When I first read that line from Debré about beauty and power, I looked up from my book and stared across the Place Saint-Sulpice, the footfall of mid-morning pedestrians interrupted only occasionally by buses or the whine of compact EVs. I haven’t been feeling very powerful and thus, to my anxious mind, not very beautiful either. For so much of my life I came to associate value with purpose, importance, prestige. In many ways it’s what drew me to Washington, D.C., wooed by the false assurance of its marble monuments, their golden glow at the end of a long day inflating whatever I had done that day with a sense that it does or, at least, will matter. History will judge, says DC’s stone bricks and eggshell columns. Whatever you’re doing now is what you would have done then. I have not done a lot of work to define beauty for myself outside the glow of other people’s inescapable values and assumptions. I’m not sure who I am without the security of intent.
The noonday bells of the Saint Sulpice pulled me out of my musing. Others at the cafe, with their fluent French and practiced orders, barely looked up to note the metallic tones echoing through this city square. Nibbling at toast covered in cheese and honey, I set down Debré’s book and opened Wikipedia on my phone, hoping to assign some historical value to the bells themselves. The original church in the place of the Saint Sulpice was built in the 14th century with generations adding to its architecture over hundreds of years until it stands towering and massive today, larger in square footage than even the Notre Dame. The church was the baptismal site for both the Marquis de Sade and Charles Baudelaire, and its square is featured in the works of Victor Hugo, Ernest Hemingway, and Djuna Barnes. My phone informed me the very cafe I was sitting at, Cafe de la St. Marie, was famous for hosting the pre-WWII intelligentsia—F. Scott Fitzgerald, Samuel Beckett, Albert Camus.

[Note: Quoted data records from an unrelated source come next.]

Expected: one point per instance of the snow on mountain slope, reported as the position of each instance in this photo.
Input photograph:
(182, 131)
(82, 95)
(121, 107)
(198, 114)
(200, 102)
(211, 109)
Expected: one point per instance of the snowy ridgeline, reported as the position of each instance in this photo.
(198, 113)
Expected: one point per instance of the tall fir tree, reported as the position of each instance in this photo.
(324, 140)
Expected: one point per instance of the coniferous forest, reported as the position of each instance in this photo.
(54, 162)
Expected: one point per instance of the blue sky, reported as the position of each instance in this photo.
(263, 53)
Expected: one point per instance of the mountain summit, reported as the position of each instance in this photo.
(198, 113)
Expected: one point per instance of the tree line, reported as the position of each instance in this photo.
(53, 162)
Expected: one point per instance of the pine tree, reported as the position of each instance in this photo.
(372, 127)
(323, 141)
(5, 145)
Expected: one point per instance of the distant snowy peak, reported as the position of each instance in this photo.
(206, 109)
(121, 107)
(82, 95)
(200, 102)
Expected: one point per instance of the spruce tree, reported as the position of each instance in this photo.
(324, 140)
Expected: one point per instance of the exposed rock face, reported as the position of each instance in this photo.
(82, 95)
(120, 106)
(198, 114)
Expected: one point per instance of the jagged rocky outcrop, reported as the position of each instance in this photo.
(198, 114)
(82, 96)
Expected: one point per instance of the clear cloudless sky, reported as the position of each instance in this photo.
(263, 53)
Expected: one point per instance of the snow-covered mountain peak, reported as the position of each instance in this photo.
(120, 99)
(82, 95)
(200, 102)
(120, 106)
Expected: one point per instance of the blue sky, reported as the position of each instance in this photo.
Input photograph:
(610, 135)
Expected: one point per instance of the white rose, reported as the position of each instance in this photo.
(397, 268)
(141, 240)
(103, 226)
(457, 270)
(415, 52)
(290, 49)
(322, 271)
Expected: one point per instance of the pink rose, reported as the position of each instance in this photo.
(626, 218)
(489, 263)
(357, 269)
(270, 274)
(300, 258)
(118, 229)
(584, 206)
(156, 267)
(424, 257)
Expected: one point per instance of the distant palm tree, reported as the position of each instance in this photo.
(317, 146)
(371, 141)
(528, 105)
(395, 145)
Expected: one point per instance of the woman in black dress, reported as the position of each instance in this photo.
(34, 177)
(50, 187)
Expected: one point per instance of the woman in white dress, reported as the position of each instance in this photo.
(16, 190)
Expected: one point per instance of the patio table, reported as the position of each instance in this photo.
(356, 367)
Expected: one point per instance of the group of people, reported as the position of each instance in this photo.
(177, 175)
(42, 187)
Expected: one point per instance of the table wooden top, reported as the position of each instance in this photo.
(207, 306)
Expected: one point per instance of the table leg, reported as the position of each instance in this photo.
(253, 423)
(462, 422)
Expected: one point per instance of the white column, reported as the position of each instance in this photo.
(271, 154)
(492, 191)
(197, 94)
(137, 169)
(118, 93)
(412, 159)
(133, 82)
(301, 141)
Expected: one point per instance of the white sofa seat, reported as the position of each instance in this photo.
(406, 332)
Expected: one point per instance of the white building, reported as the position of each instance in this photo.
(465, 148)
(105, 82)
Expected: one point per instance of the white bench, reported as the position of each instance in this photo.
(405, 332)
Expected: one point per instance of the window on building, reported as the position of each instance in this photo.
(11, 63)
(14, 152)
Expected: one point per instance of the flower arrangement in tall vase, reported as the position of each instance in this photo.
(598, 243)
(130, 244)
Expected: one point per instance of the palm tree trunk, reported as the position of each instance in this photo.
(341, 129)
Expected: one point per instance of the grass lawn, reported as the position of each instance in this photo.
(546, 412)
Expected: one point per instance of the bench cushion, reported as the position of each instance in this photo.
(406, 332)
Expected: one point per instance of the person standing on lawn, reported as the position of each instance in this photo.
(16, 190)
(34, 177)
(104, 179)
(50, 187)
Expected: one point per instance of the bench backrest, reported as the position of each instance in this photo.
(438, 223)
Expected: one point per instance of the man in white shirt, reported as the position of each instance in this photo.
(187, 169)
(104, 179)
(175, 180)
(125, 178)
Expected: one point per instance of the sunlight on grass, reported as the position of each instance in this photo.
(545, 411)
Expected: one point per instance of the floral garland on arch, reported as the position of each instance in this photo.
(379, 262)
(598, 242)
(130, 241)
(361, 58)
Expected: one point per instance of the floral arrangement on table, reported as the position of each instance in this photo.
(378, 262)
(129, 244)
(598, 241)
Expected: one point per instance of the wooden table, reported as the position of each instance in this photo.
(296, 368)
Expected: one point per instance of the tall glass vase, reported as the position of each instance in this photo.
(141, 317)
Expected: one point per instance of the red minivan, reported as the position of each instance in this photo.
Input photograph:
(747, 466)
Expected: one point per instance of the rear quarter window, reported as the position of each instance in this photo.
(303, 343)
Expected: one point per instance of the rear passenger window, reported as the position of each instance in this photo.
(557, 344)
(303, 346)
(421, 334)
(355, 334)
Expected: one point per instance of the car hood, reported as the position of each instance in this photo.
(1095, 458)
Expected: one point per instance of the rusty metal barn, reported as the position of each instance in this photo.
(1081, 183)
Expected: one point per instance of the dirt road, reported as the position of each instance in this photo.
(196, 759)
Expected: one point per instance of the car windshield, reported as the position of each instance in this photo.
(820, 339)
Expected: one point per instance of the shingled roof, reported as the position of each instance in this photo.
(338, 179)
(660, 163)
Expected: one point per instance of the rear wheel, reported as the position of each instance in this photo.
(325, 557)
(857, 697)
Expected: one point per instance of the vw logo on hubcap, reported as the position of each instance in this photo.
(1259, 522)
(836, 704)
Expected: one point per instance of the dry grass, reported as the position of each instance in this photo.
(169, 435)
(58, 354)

I put my phone away and pulled out the lavender lined notebook I bought at the airport but, after five days, had barely paused long enough to write in. My biggest regret as a writer is that I have overindexed on how to think while ignoring the practice it takes to see. In an endless pursuit of purpose, an intentful march from point to point, I amass books and quotations and photographs all while empty journals collect rips and stains at the bottom of my bags. I imagine these pieces of history and argument will add to something true—undeniable and inarguable—and with that truth will come power.
I rarely find it does. I write posts, I give lectures, I have the same twelve conversations about gender over and over. At each I bring with me the beauty others have created—their books, their stories, their selves. Unlike Debre, I associate truth, power, and beauty together—perhaps even dependent upon one another in the same way heat, oxygen, and fuel make a fire. Debré instead positions beauty and power in contestation, at which point my desperation for something like power—influence, inspiration, persuasion—is at odds with anything beautiful. Perhaps my mistake is thinking that beauty is something I should be collecting, storing in photo reels and newsletters, rather than producing in my own life and my own being. I keep hoping beauty will come with purpose and that purpose will save me, my friends, and the people who call me for help. I hold onto their absence and bathe in the sound of bells on concrete, the musical language of these strangers, and the terrifying silence of the midday sun.